Transparency

Illegal, uncompensated, forceful takeovers of Russian companies — the practice known as reiderstvo — are rooted in a mentality of corruption that pervades the country’s worlds of business and government.
Transparency International highlighted the problem in the corporate world by releasing a report in 2018 on the lack of transparency at a whopping 84 percent of Russia’s top 200 public companies.
Its findings painted a discouraging picture for foreign companies considering entering the Russian market by investing in established enterprises there.
The median score of the companies that Transparency International assessed was 2.6 on a 10-point scale — a D on an A-through-F grading system. Only 32 of the enterprises, or 16 percent, had a score of 5 or higher.
The team that compiled the report looked at three practices — the companies’ public disclosure of taxes and other payments to the government, the information they made available to the public on their subsidiaries and overseas operations, and their anti-corruption programs.
The most disheartening finding was that 41 companies scored zero on all three criteria.
The kind of mentality that prompts publicly held companies to hide key information from the public is the same kind that encourages reiderstvo. A combination of a climate of secrecy and a public-be-damned attitude is a major reason that many Russian enterprises avoid paying their fair share of revenue and refuse to be held accountable to the rest of society. The same thought process allows raiders to plan and pull off uncompensated, forceful thefts of companies ranging from the very small, with a handful of employees, to multi-billion-dollar behemoths.
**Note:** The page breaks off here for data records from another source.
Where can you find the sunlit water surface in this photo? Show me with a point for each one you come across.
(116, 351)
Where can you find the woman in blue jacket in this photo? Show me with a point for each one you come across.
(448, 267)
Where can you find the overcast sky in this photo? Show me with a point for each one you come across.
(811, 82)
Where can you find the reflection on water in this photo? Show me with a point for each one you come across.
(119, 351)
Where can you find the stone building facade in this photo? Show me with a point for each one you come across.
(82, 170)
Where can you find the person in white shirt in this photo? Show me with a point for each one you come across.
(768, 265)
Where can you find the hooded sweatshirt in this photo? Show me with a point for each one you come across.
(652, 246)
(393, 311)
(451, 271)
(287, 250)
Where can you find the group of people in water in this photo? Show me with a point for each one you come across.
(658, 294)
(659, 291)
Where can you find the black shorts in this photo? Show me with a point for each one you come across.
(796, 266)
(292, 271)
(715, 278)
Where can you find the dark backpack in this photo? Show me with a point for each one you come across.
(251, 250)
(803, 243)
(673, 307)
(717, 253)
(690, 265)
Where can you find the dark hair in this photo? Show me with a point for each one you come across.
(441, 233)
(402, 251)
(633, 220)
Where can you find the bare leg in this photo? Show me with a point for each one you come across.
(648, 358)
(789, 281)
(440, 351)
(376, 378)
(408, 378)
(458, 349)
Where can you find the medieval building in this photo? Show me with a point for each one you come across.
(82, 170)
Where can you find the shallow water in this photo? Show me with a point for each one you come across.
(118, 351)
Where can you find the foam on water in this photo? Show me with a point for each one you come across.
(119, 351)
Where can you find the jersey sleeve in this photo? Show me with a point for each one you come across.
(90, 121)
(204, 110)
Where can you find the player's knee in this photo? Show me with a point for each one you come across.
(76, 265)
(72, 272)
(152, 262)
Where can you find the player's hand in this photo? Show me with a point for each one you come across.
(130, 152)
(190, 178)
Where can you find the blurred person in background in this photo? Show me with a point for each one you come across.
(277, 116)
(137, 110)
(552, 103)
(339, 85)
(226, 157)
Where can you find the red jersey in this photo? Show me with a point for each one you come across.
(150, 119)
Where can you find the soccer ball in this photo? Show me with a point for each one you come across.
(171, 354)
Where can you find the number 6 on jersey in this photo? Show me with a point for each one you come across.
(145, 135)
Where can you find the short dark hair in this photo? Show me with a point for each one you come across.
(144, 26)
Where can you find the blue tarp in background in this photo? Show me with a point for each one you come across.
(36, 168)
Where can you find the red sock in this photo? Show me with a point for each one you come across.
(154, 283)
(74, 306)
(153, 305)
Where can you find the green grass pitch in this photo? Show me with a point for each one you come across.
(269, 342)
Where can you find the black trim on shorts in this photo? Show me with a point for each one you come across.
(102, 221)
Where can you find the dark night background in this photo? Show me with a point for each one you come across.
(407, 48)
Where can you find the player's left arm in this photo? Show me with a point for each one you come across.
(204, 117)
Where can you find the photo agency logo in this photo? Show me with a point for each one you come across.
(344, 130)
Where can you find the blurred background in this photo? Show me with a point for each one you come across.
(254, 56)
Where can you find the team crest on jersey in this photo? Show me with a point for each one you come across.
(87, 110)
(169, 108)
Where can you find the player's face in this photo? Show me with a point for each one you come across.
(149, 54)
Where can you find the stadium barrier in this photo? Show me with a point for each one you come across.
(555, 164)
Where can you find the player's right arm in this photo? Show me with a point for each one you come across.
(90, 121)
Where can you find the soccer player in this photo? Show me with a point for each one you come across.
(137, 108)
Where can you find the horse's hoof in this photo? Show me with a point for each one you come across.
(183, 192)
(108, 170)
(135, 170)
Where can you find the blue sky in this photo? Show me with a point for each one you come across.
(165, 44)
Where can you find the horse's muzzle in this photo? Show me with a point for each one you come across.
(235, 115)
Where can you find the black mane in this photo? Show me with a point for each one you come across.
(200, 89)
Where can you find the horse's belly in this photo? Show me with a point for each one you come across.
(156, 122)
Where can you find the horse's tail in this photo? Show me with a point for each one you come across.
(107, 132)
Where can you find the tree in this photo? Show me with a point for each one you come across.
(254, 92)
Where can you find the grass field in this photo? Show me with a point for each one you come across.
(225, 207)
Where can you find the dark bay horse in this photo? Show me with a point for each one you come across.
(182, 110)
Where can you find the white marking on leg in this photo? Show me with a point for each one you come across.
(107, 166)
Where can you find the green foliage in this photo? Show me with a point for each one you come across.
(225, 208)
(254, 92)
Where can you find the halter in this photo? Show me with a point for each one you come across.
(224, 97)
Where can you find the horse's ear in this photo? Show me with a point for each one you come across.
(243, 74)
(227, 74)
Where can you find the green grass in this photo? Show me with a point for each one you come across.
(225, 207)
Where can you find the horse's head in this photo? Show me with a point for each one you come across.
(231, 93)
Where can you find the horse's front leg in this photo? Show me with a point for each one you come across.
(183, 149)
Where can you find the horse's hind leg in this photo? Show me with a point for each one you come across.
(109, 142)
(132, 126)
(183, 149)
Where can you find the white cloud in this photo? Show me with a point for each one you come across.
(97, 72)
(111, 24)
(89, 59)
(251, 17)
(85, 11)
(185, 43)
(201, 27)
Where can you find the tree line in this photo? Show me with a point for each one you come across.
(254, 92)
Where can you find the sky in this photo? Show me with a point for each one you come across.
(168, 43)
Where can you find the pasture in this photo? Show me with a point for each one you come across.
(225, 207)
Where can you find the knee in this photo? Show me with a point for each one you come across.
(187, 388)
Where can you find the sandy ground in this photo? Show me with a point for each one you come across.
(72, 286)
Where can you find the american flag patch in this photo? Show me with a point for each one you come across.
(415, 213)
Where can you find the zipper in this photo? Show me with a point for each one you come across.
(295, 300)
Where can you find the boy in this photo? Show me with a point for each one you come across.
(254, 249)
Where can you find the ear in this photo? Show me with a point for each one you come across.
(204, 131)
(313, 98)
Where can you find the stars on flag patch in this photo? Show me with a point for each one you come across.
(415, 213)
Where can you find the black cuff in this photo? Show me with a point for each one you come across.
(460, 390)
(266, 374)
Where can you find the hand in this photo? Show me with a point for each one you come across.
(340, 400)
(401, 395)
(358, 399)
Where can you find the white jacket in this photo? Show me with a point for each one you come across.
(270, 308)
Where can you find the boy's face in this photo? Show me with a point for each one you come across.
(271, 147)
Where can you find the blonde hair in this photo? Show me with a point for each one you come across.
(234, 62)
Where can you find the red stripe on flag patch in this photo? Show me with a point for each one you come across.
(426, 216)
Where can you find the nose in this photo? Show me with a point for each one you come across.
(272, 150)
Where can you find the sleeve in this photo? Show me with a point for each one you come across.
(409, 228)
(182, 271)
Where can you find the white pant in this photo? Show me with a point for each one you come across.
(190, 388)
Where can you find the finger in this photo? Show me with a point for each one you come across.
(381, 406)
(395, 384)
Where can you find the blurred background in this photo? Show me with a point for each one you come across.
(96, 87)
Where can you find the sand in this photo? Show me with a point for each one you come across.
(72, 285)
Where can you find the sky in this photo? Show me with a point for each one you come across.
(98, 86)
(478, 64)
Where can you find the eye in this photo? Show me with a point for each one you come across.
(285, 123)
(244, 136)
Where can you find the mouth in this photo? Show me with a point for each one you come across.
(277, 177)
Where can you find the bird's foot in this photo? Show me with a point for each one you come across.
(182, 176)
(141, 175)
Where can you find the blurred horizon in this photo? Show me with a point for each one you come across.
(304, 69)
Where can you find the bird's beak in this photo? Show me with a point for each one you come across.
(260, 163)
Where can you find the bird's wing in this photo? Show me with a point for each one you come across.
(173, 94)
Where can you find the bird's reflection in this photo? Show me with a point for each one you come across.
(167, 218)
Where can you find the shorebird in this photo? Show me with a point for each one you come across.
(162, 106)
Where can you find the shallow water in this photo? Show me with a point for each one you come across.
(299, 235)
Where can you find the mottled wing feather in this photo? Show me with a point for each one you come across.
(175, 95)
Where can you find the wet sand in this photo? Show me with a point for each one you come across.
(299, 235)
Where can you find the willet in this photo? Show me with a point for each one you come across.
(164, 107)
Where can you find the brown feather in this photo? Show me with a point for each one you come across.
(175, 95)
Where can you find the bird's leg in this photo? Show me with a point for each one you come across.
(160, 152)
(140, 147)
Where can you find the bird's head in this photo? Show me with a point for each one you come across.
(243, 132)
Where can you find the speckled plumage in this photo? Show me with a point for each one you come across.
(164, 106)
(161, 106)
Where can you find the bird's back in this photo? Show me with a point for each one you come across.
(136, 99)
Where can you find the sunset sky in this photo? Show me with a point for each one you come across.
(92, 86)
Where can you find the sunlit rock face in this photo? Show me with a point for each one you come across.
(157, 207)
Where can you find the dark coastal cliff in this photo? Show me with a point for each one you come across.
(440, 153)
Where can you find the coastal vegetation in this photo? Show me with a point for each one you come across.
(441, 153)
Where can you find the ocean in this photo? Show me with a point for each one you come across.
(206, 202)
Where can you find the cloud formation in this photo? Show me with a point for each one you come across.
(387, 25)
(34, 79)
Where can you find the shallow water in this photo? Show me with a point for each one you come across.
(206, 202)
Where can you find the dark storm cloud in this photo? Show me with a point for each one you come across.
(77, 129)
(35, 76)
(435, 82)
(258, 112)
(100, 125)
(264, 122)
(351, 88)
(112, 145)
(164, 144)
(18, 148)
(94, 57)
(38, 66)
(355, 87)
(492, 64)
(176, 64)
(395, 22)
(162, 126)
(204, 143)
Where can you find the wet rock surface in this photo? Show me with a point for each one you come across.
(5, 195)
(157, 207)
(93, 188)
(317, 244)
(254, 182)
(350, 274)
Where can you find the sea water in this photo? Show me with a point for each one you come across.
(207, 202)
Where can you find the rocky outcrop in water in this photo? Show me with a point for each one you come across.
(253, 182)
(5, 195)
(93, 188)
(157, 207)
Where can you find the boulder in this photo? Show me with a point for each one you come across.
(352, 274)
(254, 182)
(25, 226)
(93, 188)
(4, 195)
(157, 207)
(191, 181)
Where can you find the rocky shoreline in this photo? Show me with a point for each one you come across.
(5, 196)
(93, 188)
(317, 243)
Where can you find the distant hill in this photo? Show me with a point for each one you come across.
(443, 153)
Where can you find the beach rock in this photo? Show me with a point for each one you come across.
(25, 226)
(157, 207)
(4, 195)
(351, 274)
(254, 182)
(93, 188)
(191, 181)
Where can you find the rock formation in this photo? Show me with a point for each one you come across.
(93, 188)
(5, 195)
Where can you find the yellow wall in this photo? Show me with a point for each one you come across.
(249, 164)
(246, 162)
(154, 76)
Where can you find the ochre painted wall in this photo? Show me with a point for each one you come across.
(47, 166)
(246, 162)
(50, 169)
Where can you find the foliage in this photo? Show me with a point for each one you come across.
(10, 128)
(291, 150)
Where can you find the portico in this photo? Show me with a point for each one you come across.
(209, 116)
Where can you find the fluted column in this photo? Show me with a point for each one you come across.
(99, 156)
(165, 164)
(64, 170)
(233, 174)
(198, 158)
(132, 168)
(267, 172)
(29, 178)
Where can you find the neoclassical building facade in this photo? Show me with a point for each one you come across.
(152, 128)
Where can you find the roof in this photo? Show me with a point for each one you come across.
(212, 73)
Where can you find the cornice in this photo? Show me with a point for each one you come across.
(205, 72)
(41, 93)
The companies that Transparency International studied account for more than 70 percent of Russia’s national income, which means their taxes are crucial to the state budget.
But the vast majority’s climate of secrecy ensures that many pay a lot less tax than they should.
It is easy for companies that lack a conscience to move from ducking taxes and avoiding public accountability to stealing other people’s operations, with or without the help of authorities and in many instances with the use of force.
So any program to combat reiderstvo needs to include efforts to address the mentality of corruption that pervades Russia’s corporate world.